More than 100 clinical variables (Table ) were extracted from the EHR on a total of 824 patients who were consented as part of a bariatric surgery clinical research program on the genetics of obesity and related co-morbidities. Data in the EHR was obtained from a comprehensive history and physical examination performed on the initial visit, with laboratory measurements obtained within one month prior to surgery.
To define a population of morbidly obese patients for study, 49 patients (5.9%) whose body mass index (BMI) was <40, as well as 16 patients (1.9%) whose height and/or weight data were missing, were excluded from the analysis leaving 759 patients. Genotyping was then performed on available DNA from 709 of these patients. Gender, age, race, diagnoses, and medication use were obtained from the EHR on all patients. Values for laboratory measurements were obtained on at least 98% of patients for glomerular filtration rate, glucose, bun, sodium, potassium, chloride, CO2, calcium, and creatinine; on at least 97% of patients for white blood cell count (wbc), red blood cell count (rbc), hemoglobin (hgb), hematocrit (hct), mean cell volume (mcv), mean cell hemoglobin (mch), mean cell hemoglobin concentration (mchc), and red cell distribution width (rdw); on at least 96% of patients for triglycerides, cholesterol, high density lipoprotein cholesterol (hdl), alanine aminotransferase (alt), aspartate aminotransferase (ast), alkaline phosphatase, total bilirubin, and thyroid stimulating hormone (tsh); and on at least 94% of patients for low density lipoprotein cholesterol (ldl calculated), insulin, and hemoglobin A1c. Values were obtained on lower percentages of patients for iron (81%), iron binding capacity (81%), ferritin (81%), platelet count (86%), mean platelet volume (86%) albumin (33%), and total protein (33%). An “iron panel” (iron, iron binding capacity, and ferritin) was added to the clinical protocol after recruitment had begun, which accounts for the lower percentage of patients for those values. A platelet count and mean platelet volume were not reported if a hemoglobin and hematocrit was ordered rather than a complete blood count, which likely accounts for the lower percentage for these patients. Total protein and albumin were ordered only if nutritional status was deemed clinically necessary to evaluate.
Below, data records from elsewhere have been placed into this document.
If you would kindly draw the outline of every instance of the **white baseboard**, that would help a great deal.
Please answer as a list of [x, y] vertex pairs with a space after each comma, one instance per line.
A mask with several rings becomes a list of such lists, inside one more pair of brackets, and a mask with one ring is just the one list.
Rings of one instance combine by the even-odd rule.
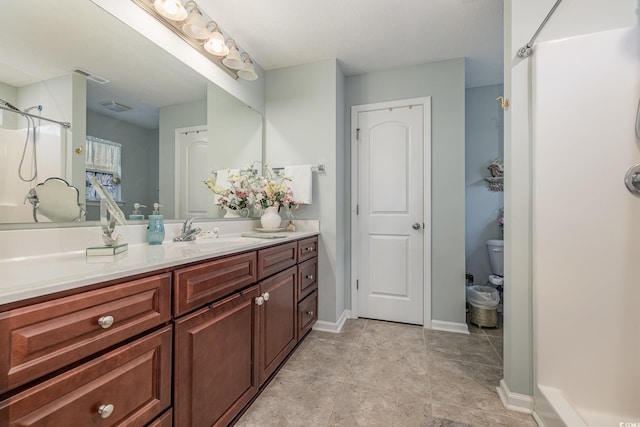
[[347, 319], [351, 318], [351, 310], [345, 310], [342, 312], [337, 322], [327, 322], [326, 320], [318, 320], [313, 325], [314, 331], [322, 331], [322, 332], [332, 332], [334, 334], [340, 333], [342, 327], [344, 326], [344, 322]]
[[466, 323], [445, 322], [444, 320], [432, 320], [431, 329], [436, 331], [456, 332], [458, 334], [469, 334], [469, 327]]
[[500, 386], [496, 387], [496, 390], [500, 400], [502, 400], [502, 404], [508, 410], [525, 414], [533, 413], [532, 396], [512, 392], [504, 379], [500, 380]]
The cohort consisted of 709 patients with BMI measurements of 40 or greater with a 97.5% self reported/clinically verified Caucasian ethnicity. Other demographic and relevant clinical data are shown in Table .
Demographic and selected clinical data on patient cohort (n = 709)
Clinical correlates of T2D and CHD
The database was used to determine whether expected relationships could be found with diabetes (i.e., ICD-9 code 250), defined as a binary variable for both split prediction analysis and regression analysis using the Golden Helix statistical software package. Of the more than 150 variables examined, the diagnosis of diabetes was associated with 35 following Bonferroni correction (bP < 0.05). The top ten statistically related measures to ICD-9 code 250 in the database are shown in Table (3 variables represented by both split prediction and regression analyses). All can be directly related to diabetes. Pre-operative hemoglobin A1C was the most highly correlated (by regression) followed by the diabetes medication biguanides, hemoglobin A1c (split prediction), and insulin. The use of the statin class of lipid lowering drugs was also related, as was age (by both split prediction and regression). All of the relationships are expected based upon the clinical findings in diabetes.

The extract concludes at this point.